My question was answered last night with the following exchange:

Rhett, my 9 year old, came bursting into the house with his friend from across the street. They were both rosy cheeked from the cool evening and breathless because of what they had just witnessed, and to listen to them tell it, survived.

Rhett: “Mom, there was a 14 year old SMOKING at the park!”

Me: “Oh, was there?”

Rhett: “Yes. She was 14! She looked 14!”

His friend confirmed this and added that it was okay though because he has his phone with him. In case you are having trouble following along, they were prepared to “call the cops” should the need arise. You never know what a smoking 14 year old will do after all! It took every ounce of maturity and restraint within my being not to laugh at these two very earnest and very concerned boys. I by no means condone teenager smoking but at the same time I have lived enough years and smoked enough cigarettes of my own as a (stupid) teenager to know that there were perhaps overreacting just a little.

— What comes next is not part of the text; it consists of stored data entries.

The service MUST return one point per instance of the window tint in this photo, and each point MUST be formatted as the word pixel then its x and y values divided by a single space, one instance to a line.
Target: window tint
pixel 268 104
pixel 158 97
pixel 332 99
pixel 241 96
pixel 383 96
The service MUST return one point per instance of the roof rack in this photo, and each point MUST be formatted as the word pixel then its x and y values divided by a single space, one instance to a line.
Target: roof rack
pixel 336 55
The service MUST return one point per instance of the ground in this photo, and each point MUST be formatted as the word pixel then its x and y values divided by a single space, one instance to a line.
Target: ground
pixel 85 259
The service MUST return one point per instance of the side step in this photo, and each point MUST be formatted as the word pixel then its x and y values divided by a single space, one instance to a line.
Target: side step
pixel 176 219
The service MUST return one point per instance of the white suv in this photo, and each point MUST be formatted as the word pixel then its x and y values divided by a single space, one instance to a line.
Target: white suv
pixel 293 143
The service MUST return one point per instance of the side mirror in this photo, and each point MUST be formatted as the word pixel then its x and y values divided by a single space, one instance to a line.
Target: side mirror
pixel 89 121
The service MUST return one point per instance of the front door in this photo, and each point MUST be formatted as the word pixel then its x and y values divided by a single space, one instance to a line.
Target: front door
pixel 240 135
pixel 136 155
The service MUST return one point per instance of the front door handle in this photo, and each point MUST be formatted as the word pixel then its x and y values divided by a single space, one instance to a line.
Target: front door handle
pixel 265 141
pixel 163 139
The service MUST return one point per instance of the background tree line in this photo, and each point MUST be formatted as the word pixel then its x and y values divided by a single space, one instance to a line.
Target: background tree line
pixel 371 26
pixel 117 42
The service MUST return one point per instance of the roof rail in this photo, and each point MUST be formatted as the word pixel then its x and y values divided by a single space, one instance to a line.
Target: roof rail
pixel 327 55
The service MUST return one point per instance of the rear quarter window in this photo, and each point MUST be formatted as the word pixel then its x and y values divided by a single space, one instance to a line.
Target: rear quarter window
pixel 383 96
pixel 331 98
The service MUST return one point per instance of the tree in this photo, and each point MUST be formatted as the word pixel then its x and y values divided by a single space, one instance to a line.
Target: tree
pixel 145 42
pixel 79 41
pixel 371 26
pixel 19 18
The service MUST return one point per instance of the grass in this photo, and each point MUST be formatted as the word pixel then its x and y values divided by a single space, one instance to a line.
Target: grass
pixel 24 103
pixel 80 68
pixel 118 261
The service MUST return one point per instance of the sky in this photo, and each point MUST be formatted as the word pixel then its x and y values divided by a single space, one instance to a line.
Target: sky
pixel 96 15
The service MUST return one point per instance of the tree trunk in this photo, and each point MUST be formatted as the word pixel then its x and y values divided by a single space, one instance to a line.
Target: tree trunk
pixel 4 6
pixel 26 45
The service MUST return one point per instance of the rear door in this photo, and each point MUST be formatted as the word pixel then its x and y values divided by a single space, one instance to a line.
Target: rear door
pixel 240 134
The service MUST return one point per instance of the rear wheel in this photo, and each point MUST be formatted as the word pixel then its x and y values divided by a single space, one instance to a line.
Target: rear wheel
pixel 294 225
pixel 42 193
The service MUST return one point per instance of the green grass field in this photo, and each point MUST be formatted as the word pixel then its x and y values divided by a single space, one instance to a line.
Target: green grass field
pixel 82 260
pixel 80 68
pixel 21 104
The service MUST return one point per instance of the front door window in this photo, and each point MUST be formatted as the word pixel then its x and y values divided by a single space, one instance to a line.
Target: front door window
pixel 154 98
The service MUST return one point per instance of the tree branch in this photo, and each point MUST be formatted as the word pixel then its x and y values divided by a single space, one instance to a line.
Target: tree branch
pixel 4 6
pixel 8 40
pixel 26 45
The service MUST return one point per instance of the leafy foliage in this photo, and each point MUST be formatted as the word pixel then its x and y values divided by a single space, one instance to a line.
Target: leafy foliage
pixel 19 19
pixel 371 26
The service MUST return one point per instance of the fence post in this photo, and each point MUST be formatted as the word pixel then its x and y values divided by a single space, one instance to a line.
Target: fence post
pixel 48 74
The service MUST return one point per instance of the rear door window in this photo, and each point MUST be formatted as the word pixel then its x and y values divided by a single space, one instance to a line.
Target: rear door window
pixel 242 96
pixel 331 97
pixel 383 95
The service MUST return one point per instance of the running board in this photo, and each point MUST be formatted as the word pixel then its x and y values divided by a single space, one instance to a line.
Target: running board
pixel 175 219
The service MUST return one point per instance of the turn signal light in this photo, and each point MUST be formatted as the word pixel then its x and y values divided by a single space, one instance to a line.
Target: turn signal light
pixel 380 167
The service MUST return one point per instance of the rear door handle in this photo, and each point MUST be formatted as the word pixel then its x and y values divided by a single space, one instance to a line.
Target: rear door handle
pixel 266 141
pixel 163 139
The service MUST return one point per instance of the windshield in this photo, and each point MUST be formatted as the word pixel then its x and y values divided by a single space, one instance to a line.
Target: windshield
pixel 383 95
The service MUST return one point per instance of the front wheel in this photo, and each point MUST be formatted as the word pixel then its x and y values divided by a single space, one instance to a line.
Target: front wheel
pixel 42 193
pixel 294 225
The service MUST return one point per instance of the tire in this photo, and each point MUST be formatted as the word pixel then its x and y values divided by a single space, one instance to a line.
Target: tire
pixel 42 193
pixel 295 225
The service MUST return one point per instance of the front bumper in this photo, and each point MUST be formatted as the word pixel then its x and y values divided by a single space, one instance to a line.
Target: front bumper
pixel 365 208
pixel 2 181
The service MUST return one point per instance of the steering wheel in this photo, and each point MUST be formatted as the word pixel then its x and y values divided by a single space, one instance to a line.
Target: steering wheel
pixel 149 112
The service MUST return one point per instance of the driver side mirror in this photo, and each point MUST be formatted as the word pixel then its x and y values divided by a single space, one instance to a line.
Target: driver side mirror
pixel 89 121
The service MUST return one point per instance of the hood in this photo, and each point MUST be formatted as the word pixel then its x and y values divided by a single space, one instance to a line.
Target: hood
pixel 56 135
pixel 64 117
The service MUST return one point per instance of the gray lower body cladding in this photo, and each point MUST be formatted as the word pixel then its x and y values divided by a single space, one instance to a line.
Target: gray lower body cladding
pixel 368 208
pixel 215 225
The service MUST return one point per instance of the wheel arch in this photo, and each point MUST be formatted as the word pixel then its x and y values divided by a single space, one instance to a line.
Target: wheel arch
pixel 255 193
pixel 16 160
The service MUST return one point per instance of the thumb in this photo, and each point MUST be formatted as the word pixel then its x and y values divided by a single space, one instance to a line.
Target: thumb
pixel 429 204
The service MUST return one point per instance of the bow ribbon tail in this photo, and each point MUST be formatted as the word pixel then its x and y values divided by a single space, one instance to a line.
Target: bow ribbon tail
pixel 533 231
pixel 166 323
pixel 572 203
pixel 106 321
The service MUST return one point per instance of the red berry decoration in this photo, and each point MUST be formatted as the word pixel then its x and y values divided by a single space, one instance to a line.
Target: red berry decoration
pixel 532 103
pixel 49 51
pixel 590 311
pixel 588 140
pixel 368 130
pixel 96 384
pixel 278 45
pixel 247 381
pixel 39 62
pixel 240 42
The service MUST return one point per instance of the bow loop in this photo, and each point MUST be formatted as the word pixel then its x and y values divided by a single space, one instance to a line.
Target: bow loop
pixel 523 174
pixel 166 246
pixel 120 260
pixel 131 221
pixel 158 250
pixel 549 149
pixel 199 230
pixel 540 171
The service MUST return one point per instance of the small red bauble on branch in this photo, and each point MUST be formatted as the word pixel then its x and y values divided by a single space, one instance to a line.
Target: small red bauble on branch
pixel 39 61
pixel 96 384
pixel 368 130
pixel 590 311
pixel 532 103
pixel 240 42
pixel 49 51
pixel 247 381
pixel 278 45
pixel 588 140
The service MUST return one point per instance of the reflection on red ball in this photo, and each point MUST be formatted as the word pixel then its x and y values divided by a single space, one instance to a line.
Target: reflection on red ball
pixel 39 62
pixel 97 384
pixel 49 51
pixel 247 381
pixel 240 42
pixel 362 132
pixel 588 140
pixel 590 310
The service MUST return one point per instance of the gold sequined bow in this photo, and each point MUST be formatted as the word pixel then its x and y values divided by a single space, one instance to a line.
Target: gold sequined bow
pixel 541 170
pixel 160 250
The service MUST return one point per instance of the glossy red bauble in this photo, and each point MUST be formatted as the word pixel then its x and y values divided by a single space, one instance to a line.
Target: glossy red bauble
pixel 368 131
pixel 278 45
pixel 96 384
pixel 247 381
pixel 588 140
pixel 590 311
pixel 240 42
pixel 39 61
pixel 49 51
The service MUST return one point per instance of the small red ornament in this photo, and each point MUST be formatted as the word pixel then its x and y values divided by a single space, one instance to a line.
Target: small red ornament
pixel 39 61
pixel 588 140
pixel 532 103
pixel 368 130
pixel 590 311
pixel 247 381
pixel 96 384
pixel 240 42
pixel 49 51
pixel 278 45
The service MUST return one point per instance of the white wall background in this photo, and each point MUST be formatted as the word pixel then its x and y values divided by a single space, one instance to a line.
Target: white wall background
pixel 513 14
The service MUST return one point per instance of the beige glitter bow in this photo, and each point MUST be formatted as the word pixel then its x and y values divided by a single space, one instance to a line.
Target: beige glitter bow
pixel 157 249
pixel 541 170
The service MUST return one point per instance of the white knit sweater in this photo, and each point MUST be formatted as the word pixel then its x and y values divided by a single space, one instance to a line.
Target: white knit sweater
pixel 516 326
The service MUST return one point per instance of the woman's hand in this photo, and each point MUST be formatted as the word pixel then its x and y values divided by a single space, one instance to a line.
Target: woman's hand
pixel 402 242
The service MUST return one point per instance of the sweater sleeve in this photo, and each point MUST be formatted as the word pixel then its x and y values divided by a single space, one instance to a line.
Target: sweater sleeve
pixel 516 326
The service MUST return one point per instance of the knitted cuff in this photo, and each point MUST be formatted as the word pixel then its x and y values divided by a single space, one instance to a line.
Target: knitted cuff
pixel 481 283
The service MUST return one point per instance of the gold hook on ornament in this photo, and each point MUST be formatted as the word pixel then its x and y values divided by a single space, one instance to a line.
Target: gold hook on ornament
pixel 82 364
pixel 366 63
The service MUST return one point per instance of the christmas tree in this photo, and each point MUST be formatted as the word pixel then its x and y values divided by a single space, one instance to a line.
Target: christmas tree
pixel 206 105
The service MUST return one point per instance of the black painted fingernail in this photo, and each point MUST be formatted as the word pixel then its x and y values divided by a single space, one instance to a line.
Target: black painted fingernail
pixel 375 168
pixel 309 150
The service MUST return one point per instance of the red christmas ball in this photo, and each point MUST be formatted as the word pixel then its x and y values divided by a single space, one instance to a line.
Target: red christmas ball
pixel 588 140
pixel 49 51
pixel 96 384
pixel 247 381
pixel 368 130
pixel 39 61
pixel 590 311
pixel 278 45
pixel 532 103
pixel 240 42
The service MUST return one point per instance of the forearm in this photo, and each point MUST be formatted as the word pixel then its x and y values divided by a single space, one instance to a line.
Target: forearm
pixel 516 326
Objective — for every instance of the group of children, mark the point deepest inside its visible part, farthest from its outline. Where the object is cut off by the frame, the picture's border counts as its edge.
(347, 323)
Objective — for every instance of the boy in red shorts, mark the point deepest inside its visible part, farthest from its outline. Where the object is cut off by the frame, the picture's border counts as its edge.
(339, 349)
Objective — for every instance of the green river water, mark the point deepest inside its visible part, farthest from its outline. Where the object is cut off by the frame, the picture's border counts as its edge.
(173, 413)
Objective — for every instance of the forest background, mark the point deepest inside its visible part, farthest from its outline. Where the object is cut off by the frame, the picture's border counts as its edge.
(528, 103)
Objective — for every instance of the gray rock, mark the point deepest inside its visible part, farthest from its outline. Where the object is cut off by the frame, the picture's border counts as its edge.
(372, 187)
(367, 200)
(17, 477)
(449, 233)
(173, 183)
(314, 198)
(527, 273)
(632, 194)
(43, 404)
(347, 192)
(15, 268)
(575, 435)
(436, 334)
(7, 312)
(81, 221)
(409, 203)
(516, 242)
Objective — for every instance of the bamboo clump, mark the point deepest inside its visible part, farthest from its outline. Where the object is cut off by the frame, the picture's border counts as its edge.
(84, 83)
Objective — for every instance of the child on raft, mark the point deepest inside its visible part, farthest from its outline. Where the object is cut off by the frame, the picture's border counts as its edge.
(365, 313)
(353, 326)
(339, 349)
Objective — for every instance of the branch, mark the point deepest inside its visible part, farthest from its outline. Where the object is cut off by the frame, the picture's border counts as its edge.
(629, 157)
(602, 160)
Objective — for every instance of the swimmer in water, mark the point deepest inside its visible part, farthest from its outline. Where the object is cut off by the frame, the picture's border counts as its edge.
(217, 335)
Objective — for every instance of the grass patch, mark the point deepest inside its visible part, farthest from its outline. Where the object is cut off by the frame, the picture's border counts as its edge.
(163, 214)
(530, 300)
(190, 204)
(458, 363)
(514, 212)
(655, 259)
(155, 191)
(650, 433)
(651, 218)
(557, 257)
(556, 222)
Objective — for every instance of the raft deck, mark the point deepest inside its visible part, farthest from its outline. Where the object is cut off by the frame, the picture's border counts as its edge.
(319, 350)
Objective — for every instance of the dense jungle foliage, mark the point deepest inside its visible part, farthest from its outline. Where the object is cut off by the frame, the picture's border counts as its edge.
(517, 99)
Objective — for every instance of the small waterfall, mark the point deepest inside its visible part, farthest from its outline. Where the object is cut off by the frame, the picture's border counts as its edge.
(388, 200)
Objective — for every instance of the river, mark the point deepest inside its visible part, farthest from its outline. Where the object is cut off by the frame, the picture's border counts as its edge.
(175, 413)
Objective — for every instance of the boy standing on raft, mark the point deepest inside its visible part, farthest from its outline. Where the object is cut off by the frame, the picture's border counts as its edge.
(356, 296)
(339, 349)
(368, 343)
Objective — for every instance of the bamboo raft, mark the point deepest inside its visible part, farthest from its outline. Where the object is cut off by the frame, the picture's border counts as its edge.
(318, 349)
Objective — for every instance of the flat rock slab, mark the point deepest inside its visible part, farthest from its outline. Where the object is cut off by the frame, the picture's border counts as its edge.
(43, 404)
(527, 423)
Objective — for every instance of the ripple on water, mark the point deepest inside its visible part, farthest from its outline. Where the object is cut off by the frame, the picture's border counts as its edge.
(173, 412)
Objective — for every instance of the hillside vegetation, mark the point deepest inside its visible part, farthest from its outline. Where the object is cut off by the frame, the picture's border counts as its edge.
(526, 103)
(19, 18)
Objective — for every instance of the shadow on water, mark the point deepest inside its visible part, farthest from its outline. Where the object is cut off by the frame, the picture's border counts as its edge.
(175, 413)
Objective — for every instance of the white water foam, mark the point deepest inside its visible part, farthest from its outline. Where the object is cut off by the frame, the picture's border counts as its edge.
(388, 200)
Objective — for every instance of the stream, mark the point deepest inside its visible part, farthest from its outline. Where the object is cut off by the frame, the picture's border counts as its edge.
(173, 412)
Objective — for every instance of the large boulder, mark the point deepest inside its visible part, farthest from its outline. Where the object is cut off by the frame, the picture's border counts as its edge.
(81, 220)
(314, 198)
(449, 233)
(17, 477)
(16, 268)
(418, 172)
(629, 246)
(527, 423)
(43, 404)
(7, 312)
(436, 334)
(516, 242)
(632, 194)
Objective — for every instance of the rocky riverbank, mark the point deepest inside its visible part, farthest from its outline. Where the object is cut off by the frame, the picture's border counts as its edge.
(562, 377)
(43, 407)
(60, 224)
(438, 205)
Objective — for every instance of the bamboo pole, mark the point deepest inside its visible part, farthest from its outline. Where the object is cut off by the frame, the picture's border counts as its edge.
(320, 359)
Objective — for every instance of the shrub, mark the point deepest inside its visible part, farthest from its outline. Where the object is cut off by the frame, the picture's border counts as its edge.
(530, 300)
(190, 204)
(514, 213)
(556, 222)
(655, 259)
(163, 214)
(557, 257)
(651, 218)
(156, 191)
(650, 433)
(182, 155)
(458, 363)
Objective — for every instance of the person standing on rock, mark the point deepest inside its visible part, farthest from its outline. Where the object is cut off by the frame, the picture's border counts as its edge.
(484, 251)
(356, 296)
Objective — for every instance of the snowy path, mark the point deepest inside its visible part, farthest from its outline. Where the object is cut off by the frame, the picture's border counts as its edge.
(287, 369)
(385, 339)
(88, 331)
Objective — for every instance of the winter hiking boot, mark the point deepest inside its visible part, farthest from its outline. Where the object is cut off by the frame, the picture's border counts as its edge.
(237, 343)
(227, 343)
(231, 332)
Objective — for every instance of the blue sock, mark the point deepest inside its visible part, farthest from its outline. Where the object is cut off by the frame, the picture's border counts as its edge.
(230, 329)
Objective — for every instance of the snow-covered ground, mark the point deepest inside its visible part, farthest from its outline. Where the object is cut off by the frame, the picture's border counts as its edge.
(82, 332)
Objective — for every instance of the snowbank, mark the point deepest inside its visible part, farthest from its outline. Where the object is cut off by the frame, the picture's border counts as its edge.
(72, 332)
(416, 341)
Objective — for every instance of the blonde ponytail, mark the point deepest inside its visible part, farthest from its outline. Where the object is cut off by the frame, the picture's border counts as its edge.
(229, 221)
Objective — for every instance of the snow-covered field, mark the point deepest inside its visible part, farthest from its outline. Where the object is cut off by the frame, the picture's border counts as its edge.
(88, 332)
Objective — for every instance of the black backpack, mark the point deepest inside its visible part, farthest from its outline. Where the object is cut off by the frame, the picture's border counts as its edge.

I also felt vindicated! My Eminem rapping, sometimes sarcastic, and all too knowing (at times) 9 year old truly believes he witnessed something very very bad. He did, in a sense, of course, but the fact that he was so bothered by same let me know that there is still some very real innocence left in that little boy’s body and that makes my heart happy!

I was further rewarded when I got to hear him re-tell the tale to his brother, who is 13. His brother was extremely unmoved by this news leaving Rhett to repeat: “She was 14! Fourteen!” Finally his big brother, with a note of disdain replied with: “It’s (city where we live).” Just like that. Like that alone explains this young girl’s decision to fill her lungs with all matter of bad things and he said it with a weariness that belies his years. Living here will drive in the best of children to seek the refuge of nicotine, or so he seems to think.

So while we may need to explore our teenager’s feelings of resignation towards his home town, I am feeling reassured that while I may not be Mrs. Cleaver, I am also not Peg Bundy incarnate. I shall carry on with my ways and rest easy, for the time being at least, that my youngest child will not take up smoking anytime soon!